Royalty fee: 4% of gross revenues
Brand marketing and promotion fee: 4% of gross revenues
Location rent: Unlike most other franchises, McDonald’s owns the land and buildings at its locations and franchisees pay rent that can be based on a percentage of sales or as a fixed amount. Percentage rents are 31.75% of sales. Fixed rents are typically £100,000 to £225,000 per month.
So Corporately it looks like they make their money from rent. But that rent is directly linked to sales and labour in most cases.
Without sales they don’t get rent unless they’ve agreed a fixed rent and that’s increasingly rare. Usually only the highest value sites.
The real estate value of the property is linked to business revenue as well.
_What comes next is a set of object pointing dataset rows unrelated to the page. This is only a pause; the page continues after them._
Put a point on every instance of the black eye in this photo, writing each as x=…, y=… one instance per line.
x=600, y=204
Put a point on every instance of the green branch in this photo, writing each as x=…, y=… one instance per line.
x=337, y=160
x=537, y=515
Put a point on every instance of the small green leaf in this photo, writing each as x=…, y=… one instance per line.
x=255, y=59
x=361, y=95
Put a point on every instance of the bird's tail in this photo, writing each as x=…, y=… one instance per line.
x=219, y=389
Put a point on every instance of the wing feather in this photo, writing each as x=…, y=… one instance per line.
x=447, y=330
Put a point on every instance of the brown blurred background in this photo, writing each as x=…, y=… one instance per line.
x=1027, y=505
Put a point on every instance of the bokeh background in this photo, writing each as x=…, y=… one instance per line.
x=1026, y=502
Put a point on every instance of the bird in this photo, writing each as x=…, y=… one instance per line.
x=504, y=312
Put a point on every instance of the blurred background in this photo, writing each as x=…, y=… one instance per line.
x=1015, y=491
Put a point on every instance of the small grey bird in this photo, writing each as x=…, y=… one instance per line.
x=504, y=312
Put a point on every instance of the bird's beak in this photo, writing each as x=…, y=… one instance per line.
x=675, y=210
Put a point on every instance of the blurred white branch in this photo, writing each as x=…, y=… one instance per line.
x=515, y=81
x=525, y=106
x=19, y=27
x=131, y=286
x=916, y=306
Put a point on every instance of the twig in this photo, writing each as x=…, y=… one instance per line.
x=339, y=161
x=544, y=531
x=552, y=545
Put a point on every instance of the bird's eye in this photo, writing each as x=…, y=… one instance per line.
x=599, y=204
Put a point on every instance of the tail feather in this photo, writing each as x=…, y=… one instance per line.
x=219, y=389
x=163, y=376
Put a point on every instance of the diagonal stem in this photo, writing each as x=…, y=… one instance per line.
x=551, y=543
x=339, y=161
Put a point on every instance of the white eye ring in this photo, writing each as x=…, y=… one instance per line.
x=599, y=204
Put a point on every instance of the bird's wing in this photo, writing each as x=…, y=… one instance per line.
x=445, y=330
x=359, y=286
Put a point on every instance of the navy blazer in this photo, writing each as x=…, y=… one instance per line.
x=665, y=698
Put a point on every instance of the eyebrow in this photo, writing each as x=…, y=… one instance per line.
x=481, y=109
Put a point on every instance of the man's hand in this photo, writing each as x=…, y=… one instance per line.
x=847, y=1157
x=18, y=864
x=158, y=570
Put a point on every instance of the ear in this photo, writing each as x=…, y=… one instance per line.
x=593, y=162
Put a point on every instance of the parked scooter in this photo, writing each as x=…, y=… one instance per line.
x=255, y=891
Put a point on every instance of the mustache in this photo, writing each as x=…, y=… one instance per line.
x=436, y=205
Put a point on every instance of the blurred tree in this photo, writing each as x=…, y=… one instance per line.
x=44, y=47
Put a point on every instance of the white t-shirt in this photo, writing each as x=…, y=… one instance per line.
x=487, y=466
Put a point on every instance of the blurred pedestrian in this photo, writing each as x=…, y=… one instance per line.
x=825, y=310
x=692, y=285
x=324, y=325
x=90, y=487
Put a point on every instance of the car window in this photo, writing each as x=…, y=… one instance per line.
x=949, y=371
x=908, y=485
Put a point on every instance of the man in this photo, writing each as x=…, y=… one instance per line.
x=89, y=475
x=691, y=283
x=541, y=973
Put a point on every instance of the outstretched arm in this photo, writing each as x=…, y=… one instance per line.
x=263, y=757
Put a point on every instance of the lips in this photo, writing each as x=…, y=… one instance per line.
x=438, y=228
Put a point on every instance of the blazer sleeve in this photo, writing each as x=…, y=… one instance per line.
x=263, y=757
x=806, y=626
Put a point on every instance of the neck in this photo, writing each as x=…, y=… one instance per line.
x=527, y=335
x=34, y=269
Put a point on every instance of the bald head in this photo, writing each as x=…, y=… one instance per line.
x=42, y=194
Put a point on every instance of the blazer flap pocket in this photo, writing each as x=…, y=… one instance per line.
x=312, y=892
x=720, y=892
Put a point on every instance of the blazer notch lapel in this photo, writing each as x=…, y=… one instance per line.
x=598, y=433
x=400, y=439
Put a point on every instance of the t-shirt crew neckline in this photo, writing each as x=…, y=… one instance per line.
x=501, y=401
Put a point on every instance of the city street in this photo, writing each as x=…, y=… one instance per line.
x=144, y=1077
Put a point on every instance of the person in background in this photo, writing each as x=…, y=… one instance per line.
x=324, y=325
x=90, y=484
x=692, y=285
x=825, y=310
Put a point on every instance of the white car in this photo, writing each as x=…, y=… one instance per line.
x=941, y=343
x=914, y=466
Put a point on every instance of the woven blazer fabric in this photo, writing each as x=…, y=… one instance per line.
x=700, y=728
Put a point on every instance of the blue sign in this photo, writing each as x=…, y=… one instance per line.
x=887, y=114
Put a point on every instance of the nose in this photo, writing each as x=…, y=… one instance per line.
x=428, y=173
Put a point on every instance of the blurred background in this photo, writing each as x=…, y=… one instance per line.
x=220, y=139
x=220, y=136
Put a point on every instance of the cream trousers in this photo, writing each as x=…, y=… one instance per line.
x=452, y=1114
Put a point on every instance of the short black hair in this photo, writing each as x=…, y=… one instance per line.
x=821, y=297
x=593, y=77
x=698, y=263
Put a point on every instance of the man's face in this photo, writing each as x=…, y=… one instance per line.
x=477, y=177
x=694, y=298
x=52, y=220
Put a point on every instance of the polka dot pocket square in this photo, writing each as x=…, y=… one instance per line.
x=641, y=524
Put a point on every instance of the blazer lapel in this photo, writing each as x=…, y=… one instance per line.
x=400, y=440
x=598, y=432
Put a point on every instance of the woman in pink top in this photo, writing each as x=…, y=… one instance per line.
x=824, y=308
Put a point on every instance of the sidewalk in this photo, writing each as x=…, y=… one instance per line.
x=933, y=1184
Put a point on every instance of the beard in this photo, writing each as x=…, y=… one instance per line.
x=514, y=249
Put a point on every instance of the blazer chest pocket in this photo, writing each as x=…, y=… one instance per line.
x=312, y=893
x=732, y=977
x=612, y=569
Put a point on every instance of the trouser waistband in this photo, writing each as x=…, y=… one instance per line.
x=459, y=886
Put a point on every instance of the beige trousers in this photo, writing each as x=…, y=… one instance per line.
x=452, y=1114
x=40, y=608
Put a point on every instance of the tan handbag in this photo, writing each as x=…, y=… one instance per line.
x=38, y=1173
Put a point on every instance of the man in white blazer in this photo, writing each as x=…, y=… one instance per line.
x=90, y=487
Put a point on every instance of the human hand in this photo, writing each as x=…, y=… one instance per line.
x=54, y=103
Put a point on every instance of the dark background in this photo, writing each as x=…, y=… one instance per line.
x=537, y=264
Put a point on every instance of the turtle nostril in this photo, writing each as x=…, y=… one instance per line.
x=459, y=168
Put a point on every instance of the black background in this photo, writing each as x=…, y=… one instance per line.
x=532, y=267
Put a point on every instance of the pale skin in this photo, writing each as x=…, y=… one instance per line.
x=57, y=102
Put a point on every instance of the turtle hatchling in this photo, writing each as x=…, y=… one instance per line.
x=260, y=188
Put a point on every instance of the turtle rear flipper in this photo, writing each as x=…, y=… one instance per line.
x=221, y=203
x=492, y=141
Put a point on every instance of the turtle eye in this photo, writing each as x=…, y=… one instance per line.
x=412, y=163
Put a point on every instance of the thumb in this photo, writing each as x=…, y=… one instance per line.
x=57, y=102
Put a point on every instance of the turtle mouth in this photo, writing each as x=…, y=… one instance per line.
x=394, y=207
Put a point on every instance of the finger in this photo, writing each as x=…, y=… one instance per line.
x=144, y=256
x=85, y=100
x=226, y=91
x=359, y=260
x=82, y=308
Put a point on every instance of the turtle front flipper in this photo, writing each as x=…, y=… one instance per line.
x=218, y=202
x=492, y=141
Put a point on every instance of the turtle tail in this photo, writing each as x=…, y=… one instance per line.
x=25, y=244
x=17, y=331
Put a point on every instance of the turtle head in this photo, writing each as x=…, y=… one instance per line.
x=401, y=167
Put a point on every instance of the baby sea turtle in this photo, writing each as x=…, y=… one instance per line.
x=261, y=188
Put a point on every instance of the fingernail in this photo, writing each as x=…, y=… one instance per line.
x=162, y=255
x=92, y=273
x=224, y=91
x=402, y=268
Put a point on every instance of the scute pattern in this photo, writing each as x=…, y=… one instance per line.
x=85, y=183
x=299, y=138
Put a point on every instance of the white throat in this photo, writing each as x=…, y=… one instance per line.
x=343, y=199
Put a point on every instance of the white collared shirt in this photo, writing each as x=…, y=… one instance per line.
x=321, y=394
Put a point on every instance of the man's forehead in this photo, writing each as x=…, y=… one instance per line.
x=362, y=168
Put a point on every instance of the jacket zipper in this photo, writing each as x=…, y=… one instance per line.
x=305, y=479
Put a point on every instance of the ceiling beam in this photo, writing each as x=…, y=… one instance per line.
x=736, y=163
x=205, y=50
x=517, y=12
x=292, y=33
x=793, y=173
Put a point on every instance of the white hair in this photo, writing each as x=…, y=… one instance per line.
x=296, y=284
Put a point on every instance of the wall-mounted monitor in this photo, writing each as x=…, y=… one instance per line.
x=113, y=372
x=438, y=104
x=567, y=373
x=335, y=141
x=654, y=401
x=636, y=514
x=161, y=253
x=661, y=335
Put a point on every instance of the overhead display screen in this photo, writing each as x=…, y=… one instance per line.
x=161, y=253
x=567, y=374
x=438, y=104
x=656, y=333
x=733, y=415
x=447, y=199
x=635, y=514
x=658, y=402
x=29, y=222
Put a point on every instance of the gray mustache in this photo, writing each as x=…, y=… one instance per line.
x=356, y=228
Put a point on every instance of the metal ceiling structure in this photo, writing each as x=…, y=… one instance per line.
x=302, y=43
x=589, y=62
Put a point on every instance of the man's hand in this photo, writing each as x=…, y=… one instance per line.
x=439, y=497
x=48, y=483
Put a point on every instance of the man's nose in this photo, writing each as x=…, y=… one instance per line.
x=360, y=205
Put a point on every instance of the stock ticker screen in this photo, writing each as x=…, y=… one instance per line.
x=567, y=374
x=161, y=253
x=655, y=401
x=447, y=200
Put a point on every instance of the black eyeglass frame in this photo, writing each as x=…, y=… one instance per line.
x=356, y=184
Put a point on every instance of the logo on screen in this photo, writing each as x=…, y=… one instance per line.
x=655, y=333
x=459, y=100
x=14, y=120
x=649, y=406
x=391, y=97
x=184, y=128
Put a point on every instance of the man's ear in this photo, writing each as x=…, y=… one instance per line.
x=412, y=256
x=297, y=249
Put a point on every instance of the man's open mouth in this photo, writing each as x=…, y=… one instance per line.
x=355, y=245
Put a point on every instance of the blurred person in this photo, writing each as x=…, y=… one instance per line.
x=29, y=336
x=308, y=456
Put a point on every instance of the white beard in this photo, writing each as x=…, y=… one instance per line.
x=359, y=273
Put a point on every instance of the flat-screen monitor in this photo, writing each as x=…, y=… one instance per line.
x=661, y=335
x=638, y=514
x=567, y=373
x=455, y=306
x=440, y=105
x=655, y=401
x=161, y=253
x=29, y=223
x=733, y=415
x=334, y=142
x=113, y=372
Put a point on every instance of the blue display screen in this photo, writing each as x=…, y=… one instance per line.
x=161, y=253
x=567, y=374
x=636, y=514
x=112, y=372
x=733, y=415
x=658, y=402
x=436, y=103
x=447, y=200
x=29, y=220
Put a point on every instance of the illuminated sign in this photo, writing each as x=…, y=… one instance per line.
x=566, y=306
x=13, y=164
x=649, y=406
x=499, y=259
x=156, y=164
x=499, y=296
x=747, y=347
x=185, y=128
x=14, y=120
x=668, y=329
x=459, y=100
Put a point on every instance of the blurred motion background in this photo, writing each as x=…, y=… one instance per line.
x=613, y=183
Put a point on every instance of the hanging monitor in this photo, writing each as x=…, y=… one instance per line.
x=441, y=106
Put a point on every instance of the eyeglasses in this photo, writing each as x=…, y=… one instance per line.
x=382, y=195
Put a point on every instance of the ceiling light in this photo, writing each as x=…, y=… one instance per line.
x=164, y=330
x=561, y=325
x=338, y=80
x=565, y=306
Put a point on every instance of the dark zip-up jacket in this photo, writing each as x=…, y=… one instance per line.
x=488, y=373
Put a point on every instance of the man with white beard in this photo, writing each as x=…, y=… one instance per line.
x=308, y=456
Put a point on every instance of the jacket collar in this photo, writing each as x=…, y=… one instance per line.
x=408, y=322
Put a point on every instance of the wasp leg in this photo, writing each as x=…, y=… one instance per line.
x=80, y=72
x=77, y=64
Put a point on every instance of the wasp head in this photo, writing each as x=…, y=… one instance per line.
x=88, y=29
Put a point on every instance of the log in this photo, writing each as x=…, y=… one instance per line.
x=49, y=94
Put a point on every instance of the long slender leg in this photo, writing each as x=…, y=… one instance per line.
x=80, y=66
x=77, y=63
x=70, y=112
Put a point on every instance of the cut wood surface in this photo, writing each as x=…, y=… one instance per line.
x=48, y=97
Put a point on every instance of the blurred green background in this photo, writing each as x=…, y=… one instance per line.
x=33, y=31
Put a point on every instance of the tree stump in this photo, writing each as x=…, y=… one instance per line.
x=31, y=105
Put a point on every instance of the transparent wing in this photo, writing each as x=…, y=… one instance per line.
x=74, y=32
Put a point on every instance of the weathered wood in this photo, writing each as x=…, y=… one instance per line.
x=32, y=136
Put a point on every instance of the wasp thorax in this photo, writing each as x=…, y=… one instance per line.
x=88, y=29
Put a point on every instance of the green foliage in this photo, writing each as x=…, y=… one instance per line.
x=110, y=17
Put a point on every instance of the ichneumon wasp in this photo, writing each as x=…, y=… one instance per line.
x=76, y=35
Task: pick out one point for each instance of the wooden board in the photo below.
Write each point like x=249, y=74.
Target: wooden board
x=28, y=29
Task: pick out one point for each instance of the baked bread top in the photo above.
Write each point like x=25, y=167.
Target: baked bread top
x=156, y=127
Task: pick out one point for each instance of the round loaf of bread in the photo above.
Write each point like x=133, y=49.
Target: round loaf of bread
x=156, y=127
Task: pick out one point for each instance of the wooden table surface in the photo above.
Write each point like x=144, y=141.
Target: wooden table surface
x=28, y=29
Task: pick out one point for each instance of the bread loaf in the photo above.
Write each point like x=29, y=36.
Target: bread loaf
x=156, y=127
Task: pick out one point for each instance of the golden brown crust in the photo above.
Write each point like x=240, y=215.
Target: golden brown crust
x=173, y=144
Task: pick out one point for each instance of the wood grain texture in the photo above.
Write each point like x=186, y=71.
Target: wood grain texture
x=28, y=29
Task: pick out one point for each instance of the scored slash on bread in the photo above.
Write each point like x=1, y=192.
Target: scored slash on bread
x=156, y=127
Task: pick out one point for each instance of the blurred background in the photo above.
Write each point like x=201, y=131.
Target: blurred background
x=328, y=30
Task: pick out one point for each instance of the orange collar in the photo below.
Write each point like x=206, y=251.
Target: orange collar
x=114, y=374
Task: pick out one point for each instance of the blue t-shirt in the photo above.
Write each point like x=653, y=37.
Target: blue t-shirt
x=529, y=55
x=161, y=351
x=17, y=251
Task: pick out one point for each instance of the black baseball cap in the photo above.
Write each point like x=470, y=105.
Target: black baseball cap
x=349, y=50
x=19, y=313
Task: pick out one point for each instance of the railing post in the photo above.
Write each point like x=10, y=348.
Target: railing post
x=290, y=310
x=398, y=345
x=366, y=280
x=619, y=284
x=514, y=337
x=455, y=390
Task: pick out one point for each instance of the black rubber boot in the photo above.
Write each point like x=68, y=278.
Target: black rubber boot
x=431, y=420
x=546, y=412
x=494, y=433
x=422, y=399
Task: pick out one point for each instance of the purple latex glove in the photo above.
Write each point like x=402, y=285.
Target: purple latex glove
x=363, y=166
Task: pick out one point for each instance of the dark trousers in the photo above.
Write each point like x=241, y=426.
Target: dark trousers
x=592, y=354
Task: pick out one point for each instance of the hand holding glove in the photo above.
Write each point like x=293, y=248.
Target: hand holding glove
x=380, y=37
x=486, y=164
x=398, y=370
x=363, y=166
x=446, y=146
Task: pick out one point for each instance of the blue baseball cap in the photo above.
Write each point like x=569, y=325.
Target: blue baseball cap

If a franchise fails and doesn’t get another investor then the empty building is worth a lot less.
By picking McDonald’s you’re actually about as wrong as possible. Everything of value is linked back to labour, even the value of the land.
It might work differently in other countries but I doubt it. Economics work the same everywhere and McDonalds didn’t like to standardise when they find a winning model for themselves.